CARP IP not pingable from other SR-IOV virtual function on same host

Started by Simon42, February 18, 2024, 01:27:11 PM

Previous topic - Next topic
thanks for the info.
did some quick testing today:
enabled it with ethtool --set-priv-flags enp9s0 vf-true-promisc-support on

but does not seem to work unfortunately :(. Still ping not even reaching opnsense packet capture.

but still have some more testing left todo. (your comments don't let me hope, but lets see...  ;)): still need to do an nvm update, ...
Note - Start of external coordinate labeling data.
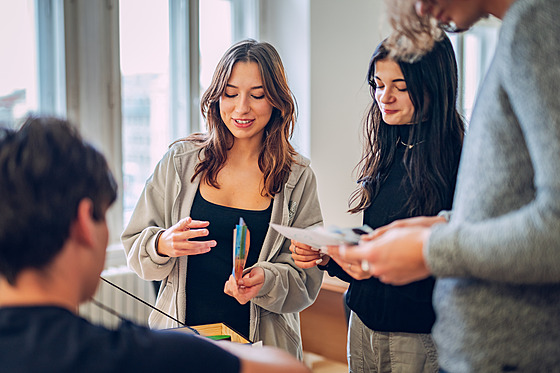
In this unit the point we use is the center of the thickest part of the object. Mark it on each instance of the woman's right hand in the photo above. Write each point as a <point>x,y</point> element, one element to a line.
<point>306,256</point>
<point>174,241</point>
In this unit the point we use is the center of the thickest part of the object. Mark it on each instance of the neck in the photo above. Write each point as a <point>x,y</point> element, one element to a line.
<point>499,8</point>
<point>245,149</point>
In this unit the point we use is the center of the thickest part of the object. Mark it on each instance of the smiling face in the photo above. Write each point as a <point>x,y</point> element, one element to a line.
<point>244,107</point>
<point>391,93</point>
<point>463,13</point>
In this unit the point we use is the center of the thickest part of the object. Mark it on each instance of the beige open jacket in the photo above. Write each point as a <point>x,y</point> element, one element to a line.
<point>287,290</point>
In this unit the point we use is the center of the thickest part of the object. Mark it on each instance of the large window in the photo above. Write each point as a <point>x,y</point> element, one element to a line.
<point>474,50</point>
<point>31,67</point>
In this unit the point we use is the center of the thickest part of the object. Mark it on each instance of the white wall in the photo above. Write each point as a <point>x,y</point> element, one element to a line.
<point>326,46</point>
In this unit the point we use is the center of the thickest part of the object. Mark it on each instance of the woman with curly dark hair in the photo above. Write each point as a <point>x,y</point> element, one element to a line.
<point>413,141</point>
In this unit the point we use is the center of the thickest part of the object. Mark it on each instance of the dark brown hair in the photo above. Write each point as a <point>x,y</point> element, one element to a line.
<point>432,165</point>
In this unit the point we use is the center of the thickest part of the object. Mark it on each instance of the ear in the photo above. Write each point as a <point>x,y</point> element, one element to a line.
<point>82,229</point>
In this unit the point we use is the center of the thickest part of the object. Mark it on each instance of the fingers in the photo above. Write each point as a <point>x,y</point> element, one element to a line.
<point>303,246</point>
<point>254,278</point>
<point>305,256</point>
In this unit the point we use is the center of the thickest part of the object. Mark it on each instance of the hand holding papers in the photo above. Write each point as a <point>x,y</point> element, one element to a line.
<point>240,248</point>
<point>320,237</point>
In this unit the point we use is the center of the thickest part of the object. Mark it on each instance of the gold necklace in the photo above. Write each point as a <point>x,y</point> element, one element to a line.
<point>410,146</point>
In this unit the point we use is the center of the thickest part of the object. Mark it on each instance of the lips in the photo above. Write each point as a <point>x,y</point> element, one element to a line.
<point>243,123</point>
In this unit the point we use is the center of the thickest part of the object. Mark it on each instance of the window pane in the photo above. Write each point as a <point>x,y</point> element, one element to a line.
<point>144,43</point>
<point>216,36</point>
<point>18,67</point>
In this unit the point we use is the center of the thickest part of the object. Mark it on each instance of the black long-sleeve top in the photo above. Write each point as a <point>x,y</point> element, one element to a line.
<point>382,307</point>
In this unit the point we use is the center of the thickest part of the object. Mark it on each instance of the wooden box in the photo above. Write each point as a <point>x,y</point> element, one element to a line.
<point>209,330</point>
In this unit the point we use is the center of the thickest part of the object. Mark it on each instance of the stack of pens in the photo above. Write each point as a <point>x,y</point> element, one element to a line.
<point>240,248</point>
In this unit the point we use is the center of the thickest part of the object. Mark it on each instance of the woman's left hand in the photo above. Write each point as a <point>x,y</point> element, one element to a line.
<point>353,268</point>
<point>247,287</point>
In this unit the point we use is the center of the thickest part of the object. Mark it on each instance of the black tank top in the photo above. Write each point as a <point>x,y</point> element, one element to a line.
<point>207,273</point>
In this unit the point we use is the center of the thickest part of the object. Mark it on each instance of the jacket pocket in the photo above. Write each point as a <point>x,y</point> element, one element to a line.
<point>282,331</point>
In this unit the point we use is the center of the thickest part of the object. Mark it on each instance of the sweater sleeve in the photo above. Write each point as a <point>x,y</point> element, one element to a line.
<point>150,217</point>
<point>520,246</point>
<point>287,287</point>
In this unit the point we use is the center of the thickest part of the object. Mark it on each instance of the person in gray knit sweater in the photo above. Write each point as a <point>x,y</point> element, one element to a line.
<point>496,255</point>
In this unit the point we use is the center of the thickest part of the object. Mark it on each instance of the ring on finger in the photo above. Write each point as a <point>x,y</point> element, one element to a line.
<point>365,265</point>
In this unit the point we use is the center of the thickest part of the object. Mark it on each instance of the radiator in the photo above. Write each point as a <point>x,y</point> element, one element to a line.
<point>118,301</point>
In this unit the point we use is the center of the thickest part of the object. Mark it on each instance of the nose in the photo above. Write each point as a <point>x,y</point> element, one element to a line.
<point>243,105</point>
<point>387,96</point>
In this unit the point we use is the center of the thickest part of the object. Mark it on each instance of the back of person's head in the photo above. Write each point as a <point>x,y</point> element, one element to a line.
<point>46,169</point>
<point>432,83</point>
<point>277,154</point>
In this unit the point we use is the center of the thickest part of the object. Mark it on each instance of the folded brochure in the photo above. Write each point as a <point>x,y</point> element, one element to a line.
<point>319,237</point>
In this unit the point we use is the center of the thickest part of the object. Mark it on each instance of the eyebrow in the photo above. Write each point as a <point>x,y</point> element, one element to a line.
<point>233,86</point>
<point>394,80</point>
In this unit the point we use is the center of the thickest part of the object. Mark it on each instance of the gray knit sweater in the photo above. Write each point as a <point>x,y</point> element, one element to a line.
<point>497,297</point>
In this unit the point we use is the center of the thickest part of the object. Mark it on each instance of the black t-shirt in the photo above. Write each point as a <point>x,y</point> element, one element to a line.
<point>53,339</point>
<point>207,273</point>
<point>383,307</point>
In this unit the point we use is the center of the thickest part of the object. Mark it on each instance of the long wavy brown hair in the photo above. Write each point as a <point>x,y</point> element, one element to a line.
<point>437,128</point>
<point>277,154</point>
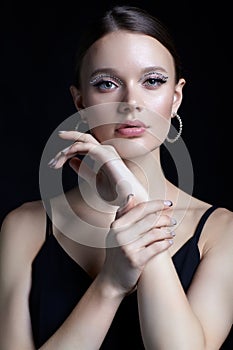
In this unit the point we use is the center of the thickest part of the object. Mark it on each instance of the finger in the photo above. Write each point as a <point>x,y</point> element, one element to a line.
<point>129,204</point>
<point>152,250</point>
<point>150,237</point>
<point>141,210</point>
<point>77,136</point>
<point>83,170</point>
<point>135,231</point>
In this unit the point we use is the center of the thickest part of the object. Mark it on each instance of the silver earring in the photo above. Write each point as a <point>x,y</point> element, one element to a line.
<point>180,129</point>
<point>81,125</point>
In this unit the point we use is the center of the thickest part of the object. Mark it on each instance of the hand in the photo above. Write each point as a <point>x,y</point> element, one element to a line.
<point>142,232</point>
<point>109,175</point>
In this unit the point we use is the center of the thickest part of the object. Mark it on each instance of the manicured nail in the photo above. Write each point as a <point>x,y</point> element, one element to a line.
<point>173,221</point>
<point>52,163</point>
<point>168,203</point>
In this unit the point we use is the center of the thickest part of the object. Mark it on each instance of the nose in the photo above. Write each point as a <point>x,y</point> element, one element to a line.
<point>130,101</point>
<point>128,107</point>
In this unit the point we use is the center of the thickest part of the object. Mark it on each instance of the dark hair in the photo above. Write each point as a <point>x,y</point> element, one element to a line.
<point>131,19</point>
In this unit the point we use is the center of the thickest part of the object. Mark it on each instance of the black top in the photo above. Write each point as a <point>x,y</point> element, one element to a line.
<point>58,283</point>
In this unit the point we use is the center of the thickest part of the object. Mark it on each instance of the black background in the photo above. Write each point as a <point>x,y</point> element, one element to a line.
<point>37,47</point>
<point>38,43</point>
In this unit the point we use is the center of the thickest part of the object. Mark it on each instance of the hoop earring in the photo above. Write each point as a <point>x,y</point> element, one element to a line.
<point>81,125</point>
<point>180,129</point>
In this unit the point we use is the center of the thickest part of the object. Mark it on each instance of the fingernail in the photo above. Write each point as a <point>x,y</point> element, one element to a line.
<point>168,203</point>
<point>51,161</point>
<point>173,221</point>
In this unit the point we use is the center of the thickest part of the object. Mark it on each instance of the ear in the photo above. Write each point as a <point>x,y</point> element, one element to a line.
<point>178,95</point>
<point>77,97</point>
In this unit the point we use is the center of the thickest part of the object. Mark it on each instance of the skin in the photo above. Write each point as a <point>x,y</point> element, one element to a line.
<point>141,229</point>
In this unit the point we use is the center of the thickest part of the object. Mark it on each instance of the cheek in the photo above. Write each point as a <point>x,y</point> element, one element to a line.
<point>102,133</point>
<point>162,105</point>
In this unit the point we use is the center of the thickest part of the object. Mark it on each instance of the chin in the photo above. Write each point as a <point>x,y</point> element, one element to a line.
<point>129,148</point>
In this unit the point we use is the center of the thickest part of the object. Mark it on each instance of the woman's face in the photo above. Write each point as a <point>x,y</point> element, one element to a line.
<point>128,90</point>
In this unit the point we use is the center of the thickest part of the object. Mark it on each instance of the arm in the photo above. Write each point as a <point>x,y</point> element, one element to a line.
<point>19,245</point>
<point>203,318</point>
<point>85,328</point>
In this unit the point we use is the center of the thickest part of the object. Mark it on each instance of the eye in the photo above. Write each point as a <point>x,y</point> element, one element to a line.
<point>155,80</point>
<point>105,85</point>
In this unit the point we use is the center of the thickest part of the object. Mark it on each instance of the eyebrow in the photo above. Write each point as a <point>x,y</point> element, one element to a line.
<point>113,71</point>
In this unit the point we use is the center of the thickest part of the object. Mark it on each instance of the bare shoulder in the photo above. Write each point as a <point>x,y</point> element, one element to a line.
<point>219,231</point>
<point>23,231</point>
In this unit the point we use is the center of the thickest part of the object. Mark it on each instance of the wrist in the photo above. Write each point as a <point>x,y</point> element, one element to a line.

PS:  ethtool -k does not show these priv-flags:
root@pve:~# ethtool -k enp9s0
Features for enp9s0:
rx-checksumming: on
tx-checksumming: on
        tx-checksum-ipv4: off [fixed]
        tx-checksum-ip-generic: on
        tx-checksum-ipv6: off [fixed]
        tx-checksum-fcoe-crc: off [fixed]
        tx-checksum-sctp: on
scatter-gather: on
        tx-scatter-gather: on
        tx-scatter-gather-fraglist: off [fixed]
tcp-segmentation-offload: on
        tx-tcp-segmentation: on
        tx-tcp-ecn-segmentation: on
        tx-tcp-mangleid-segmentation: off
        tx-tcp6-segmentation: on
generic-segmentation-offload: on
generic-receive-offload: on
large-receive-offload: off [fixed]
rx-vlan-offload: on
tx-vlan-offload: on
ntuple-filters: on
receive-hashing: on
highdma: on
rx-vlan-filter: on [fixed]
vlan-challenged: off [fixed]
tx-lockless: off [fixed]
netns-local: off [fixed]
tx-gso-robust: off [fixed]
tx-fcoe-segmentation: off [fixed]
tx-gre-segmentation: on
tx-gre-csum-segmentation: on
tx-ipxip4-segmentation: on
tx-ipxip6-segmentation: on
tx-udp_tnl-segmentation: on
tx-udp_tnl-csum-segmentation: on
tx-gso-partial: on
tx-tunnel-remcsum-segmentation: off [fixed]
tx-sctp-segmentation: off [fixed]
tx-esp-segmentation: off [fixed]
tx-udp-segmentation: on
tx-gso-list: off [fixed]
fcoe-mtu: off [fixed]
tx-nocache-copy: off
loopback: off
rx-fcs: off [fixed]
rx-all: off [fixed]
tx-vlan-stag-hw-insert: off [fixed]
rx-vlan-stag-hw-parse: off [fixed]
rx-vlan-stag-filter: off [fixed]
l2-fwd-offload: off
hw-tc-offload: off
esp-hw-offload: off [fixed]
esp-tx-csum-hw-offload: off [fixed]
rx-udp_tunnel-port-offload: on
tls-hw-tx-offload: off [fixed]
tls-hw-rx-offload: off [fixed]
rx-gro-hw: off [fixed]
tls-hw-record: off [fixed]
rx-gro-list: off
macsec-hw-offload: off [fixed]
rx-udp-gro-forwarding: off
hsr-tag-ins-offload: off [fixed]
hsr-tag-rm-offload: off [fixed]
hsr-fwd-offload: off [fixed]
hsr-dup-offload: off [fixed]


but i got them using
root@pve:~# ethtool --show-priv-flags enp9s0
Private flags for enp9s0:
MFP                    : off
total-port-shutdown    : off
LinkPolling            : off
flow-director-atr      : on
veb-stats              : off
hw-atr-eviction        : off
link-down-on-close     : off
legacy-rx              : off
disable-source-pruning : off
disable-fw-lldp        : off
rs-fec                 : off
base-r-fec             : off
vf-vlan-pruning        : off
vf-true-promisc-support: on


maybe you could post the output of both of these commands for you E810, so we could compare if there are maybe some more interesting (enabled by default) flags on the E810 :)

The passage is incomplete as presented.